Birinci yaklaşımın sahipleri, raporun, zikrettiği gazetecileri daha başlığında hem “uluslararası” hem “uzantı” olarak iki kez töhmet ve zan altına aldığını, bunun da açık bir fişleme olduğunu söylüyorlar. (Söylemeye gerek yok ama: Gerek “yerli ve milli”nin zıttı olarak “uluslararası”, gerekse de “uzantı”, SETA’nın raporunun başlığında pejoratif içerikleriyle kullanılıyor.)
Buna karşılık ikinciler “fişleme” ile “aleniyet” arasındaki anlamsal uzlaşmazlığı hatırlatarak “aleni fişleme diye bir şey olabilir mi” diye soruyorlar ve bunun bir fişleme sayılamayacağını söylüyorlar.
Kolayca tahmin edilebileceği gibi birinci görüş ağırlıklı olarak iktidara uzak kesimlerce, ikinci görüş ise iktidara yakın kesimlerce dile getiriliyor. (Mesela Hilal Kaplan: “SETA raporu, tamamen açık kaynaklardan yararlanılarak yapılmış bir araştırma. Gizli saklı & kişisel hiçbir bilgi yok. Bunun nesi fişleme oluyor acaba?

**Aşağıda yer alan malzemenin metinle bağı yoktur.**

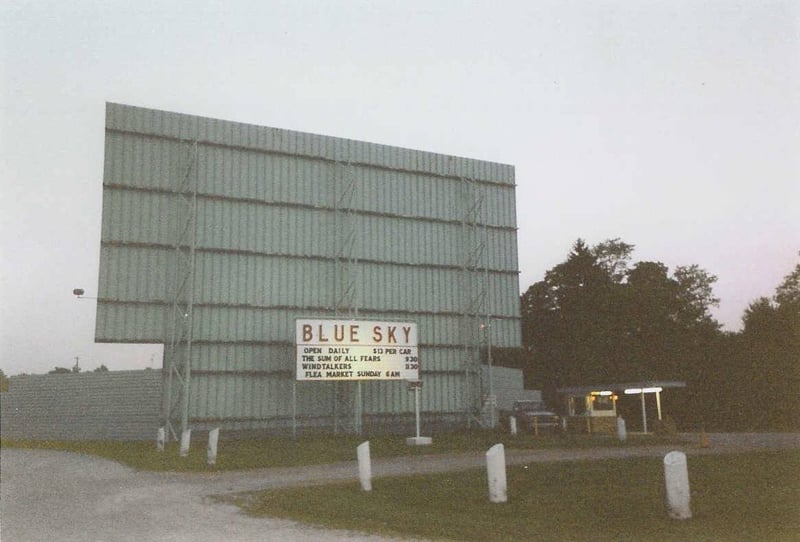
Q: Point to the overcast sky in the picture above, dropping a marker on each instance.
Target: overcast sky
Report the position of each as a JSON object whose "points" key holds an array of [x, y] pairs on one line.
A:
{"points": [[674, 125]]}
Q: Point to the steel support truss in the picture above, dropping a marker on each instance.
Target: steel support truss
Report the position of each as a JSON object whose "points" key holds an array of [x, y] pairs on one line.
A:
{"points": [[347, 395], [475, 291], [178, 351]]}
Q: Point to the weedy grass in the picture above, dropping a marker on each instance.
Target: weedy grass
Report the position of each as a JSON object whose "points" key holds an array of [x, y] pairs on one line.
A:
{"points": [[740, 497], [314, 450]]}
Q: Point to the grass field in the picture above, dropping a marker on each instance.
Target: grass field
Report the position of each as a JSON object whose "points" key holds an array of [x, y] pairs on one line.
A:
{"points": [[741, 497], [753, 496], [287, 452]]}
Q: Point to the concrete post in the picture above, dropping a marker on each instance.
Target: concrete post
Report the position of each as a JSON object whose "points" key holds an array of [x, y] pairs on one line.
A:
{"points": [[496, 471], [676, 477], [161, 437], [186, 437], [364, 466], [213, 438]]}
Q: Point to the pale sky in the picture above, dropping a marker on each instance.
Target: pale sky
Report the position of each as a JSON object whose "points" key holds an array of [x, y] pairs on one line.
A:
{"points": [[674, 125]]}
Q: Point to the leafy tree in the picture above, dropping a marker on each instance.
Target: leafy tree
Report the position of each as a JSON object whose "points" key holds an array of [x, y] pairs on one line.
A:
{"points": [[595, 318], [767, 361]]}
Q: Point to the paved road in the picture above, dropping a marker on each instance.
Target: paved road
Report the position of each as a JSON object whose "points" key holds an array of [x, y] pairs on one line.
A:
{"points": [[62, 496]]}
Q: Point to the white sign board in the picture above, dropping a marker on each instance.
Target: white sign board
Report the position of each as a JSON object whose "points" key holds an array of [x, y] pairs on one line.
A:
{"points": [[356, 350]]}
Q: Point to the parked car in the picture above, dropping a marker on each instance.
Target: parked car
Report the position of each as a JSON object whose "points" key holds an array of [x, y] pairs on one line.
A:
{"points": [[534, 417]]}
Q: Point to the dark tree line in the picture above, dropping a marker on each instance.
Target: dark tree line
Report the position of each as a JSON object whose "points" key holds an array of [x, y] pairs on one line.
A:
{"points": [[599, 318]]}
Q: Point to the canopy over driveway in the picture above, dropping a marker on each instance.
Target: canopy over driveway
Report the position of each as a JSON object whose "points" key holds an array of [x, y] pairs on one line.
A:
{"points": [[628, 388]]}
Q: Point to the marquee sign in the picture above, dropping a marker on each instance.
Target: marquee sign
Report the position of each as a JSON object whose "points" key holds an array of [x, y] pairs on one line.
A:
{"points": [[356, 350]]}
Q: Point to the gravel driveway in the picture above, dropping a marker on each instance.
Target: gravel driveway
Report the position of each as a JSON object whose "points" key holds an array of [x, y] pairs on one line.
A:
{"points": [[63, 496]]}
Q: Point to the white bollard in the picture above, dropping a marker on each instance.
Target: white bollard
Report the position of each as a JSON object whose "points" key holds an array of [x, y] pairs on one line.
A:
{"points": [[496, 471], [213, 438], [676, 477], [364, 466], [186, 438]]}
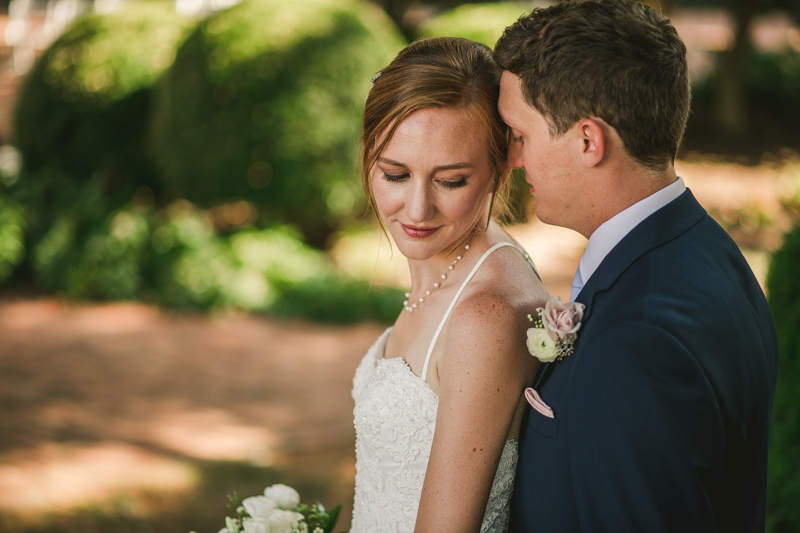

Yoksa yabancı medya kurumlarında çalışanlar bunun gizli bilgi sayılmasını mı arzu ediyorlar?”)
Fakat iki görüşü harmanlayıp daha nüanslı sonuçlara varanlar da var. Mesela Yeni Şafakgazetesinin internet yazı işleri müdürü Ersin Çelik Twitter’da şöyle yazdı:
“Gazetecilerin takip listeleri, başka gazetecileri RT yapmaları gizemli bir bilgi değil. Fakat ‘süzülerek’ raporlaştırılması fişlemeye girer. Gerçi fişleme de kamuya açık olmaz. Bu çalışma başlı başına ciddi bir beceriksizlik. Rahatsız edici. Geri çekilip özür dilenmeli.”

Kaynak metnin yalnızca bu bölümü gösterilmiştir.